The WHO designation came after emergency room visits in the United States for COVID-19, influenza and respiratory syncytial virus collectively reached their highest levels since February, The Washington Post reported last week, ahead of the holiday period.

Coronavirus is constantly evolving into forms that are more transmissible or more adept at infecting people who were vaccinated or previously infected. Those attributes help variants outcompete others in circulation and fuel wavesof infection. But the scenario scientists have dreaded has yet to materialize in the last two years: a highly contagious variant deadlier than the ones before it. –The Washington Post

JN.1 was first reported in August. It evolved from variant BA.2.86, a descendant of omicron, the variant of the coronavirus that wreaked havoc in early 2022. BA.2.86 did not spread widely, but it worried experts because it had dozens of mutations on its spike protein. JN.1 is very similar with an additional spike protein mutation.

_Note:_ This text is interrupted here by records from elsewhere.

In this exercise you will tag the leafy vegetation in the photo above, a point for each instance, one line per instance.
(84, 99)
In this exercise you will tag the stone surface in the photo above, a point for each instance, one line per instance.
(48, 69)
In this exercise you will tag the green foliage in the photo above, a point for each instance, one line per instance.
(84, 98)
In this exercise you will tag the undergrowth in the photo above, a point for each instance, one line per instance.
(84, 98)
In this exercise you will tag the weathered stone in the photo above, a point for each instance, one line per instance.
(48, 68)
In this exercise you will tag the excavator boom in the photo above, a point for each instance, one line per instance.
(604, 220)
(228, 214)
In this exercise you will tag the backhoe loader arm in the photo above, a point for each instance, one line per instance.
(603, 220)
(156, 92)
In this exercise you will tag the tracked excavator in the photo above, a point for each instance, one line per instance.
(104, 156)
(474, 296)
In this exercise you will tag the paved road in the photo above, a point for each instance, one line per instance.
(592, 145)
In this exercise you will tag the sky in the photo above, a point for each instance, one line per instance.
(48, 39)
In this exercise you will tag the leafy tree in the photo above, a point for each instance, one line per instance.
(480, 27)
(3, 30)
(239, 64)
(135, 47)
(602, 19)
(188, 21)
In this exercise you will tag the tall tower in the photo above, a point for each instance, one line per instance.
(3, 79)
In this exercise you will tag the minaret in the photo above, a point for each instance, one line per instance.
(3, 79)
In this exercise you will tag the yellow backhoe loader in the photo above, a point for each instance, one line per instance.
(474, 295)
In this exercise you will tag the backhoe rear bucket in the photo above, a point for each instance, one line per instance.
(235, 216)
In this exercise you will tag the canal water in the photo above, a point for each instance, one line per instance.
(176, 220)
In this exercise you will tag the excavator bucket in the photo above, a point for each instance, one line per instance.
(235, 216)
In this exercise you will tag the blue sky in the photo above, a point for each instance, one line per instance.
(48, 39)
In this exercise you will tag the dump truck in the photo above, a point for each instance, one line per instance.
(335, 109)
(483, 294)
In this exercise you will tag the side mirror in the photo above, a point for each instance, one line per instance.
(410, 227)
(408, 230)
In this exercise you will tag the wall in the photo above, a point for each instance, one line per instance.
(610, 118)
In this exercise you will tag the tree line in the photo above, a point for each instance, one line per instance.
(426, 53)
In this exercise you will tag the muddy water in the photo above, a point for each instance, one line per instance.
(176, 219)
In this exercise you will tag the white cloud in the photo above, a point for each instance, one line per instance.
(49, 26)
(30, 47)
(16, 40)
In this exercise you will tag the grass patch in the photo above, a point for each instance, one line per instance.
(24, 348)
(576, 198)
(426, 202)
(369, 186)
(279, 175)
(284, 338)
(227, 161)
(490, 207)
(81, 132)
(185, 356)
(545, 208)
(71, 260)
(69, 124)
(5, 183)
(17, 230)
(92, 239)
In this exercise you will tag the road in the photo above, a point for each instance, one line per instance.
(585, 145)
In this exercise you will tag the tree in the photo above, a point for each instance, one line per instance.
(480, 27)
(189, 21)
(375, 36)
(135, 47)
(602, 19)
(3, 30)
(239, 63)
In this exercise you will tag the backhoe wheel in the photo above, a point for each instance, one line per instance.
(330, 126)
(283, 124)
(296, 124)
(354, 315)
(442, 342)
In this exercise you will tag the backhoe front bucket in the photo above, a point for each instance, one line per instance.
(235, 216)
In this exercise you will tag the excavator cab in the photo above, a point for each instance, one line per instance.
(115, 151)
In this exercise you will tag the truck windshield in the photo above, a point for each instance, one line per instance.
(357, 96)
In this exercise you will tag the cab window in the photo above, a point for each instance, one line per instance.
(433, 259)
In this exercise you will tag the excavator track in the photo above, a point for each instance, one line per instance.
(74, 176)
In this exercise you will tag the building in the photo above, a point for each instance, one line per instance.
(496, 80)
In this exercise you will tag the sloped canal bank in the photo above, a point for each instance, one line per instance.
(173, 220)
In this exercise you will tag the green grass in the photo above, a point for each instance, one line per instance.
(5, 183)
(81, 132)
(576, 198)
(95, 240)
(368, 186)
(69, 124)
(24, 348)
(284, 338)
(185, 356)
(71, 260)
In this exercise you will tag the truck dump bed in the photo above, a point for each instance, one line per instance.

“Pirola” Variant Continues To Spread Rapidly

Jesse Bloom, a computational biologist who monitors coronavirus variants at the Fred Hutchinson Cancer Center in Seattle, said it’s too early to say whether JN.1 would cause surges in infections and hospitalizations. “In the past, new variants often increased cases and hospitalizations,” Bloom wrote in an email. “But there is now much more population immunity due to prior infections and vaccinations, so it’s unclear whether or not JN.1 will have a similar impact.”